I’m not a fan of grief memoirs as it turns out. Which is
ironic as I flirt so often with the idea of writing one myself.
I recently heard an interview with Cheryl Strayed. I liked
the sound of her no-nonsense Midwestern approach to life and writing so I
looked up her book ‘Wild’.
The blurb told me that in 1995 she’d walked along the west coast of America single-handedly as a way of dealing with the
grief of losing her mother and the break up of her marriage.

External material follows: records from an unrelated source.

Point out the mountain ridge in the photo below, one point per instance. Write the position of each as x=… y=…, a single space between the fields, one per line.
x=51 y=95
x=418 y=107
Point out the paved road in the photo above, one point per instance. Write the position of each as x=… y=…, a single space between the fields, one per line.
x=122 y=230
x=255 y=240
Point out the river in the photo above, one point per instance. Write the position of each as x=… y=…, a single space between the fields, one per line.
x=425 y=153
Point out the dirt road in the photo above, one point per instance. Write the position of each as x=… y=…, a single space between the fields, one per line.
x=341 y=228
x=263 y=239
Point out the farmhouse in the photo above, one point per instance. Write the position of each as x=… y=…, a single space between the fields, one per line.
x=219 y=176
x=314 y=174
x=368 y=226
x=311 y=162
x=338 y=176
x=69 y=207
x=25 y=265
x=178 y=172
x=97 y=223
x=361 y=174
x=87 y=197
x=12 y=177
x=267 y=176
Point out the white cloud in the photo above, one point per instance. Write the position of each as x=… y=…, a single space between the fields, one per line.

‘Urgh’ I thought, ‘of course you did’ and clicked off the
page in disgust, with no further wish to read her writing.
Uncharitable
Last month I read ‘H is for Hawk’ by Helen Macdonald. I read the book to the end but quaked with
irritation through the sections devoted to Macdonald’s experience of grief,
preferring those parts about the life of TH White or the progress of Mabel the
hawk.
I don’t know what it is about grief memoirs that makes me so
uncharitable.
When I was sixteen my best friend’s mum died. I went round
to ‘pay my respects’ as soon as I heard the news with my mum and dad. Whilst
they burbled their condolences to her dad in the other room I remember standing
in front of my friend.
“I’m so fucking sick of everyone telling me they’re sorry,”

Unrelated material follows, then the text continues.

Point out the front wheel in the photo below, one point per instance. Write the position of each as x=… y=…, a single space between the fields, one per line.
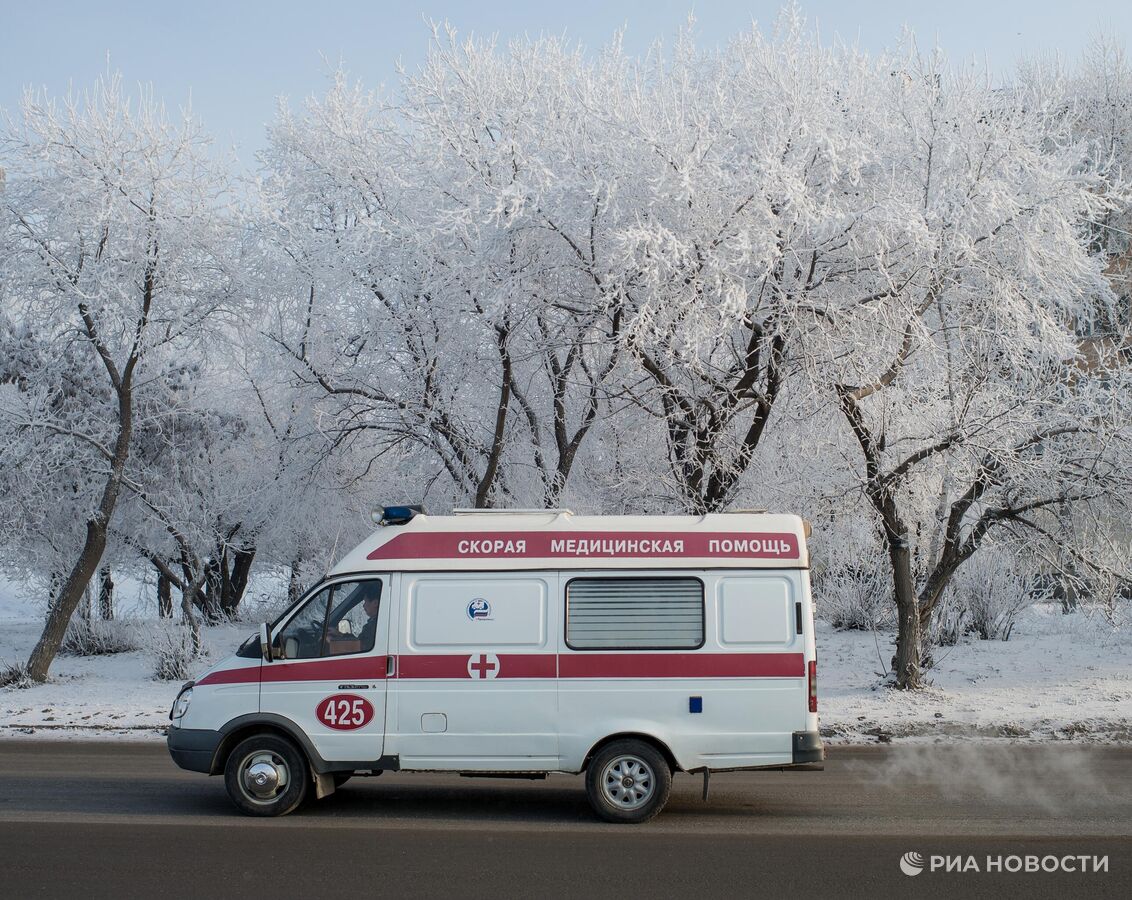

she said. “It doesn’t mean anything.”
She was standing in the corner of the room. The late evening
summer sun behind her reflected off the garden wall and in through the window.

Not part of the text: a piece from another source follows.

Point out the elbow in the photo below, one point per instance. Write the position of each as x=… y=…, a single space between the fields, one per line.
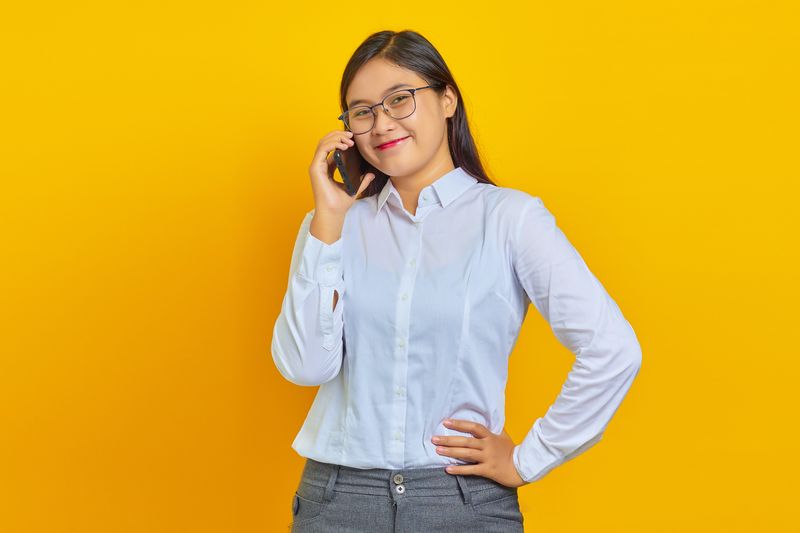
x=634 y=356
x=303 y=374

I nodded, as though I understood, but all I really got was a
sense that grief was personal, that you couldn’t touch it or get close to it,
not even if you really loved the person who had died too.
Spirit of friendship
When my own mum died, almost sixteen years later, another
friend gave me a copy of Joan Didion’s ‘The year of magical thinking’, a grief
memoir that Didion had written during the year immediately after husband died.
“I think you’ll find
this helpful,” said my friend with confidence.
I hated that book. I threw it across the room a couple of
times whilst reading it, only to retrieve it later feeling guilty, as though I
had betrayed the kindness and spirit of friendship in which the book had been
given to me.
But here’s the thing.
What these memoirs have in common is that they are written
in the context of someone stepping out of their every day life for a year to
deal with their grief by taking a major hike or training a goshawk for a year.
I’ve known a lot of people who’ve lost people they loved.
And in all cases, life demanded to be carried on.
And so their grief is lived in the getting up and the going
to work even when nothing makes any sense. The insomnia they suffer means
another day of numbed reactions, mistakes, slowness and a sense of disjointed,
unbelonging. Their grief is a weight carried around that shifts and kicks likes
an inverse, never ending pregnancy, varied only in the frequency and potency of
attack.
I have, it turns out, read grief memoirs, however
unknowingly, looking for these heroes, the people I have had the good fortune
to know in my life. Inevitably, then, the selection that I have read so far can
do no other than fall short.
That does not, of course, in any way undermine the pain that
the authors felt or the routes they took to manage and self-medicate their loss. It does
however point the way to the kind of
thing I would most like to write, if I were to pursue the theme…
Well put - the really hero's are the one that have to keep going. It's not that they don't care it's just that they have no other option - I know one of those!
ReplyDeleteWell put - the really hero's are the one that have to keep going. It's not that they don't care it's just that they have no other option - I know one of those!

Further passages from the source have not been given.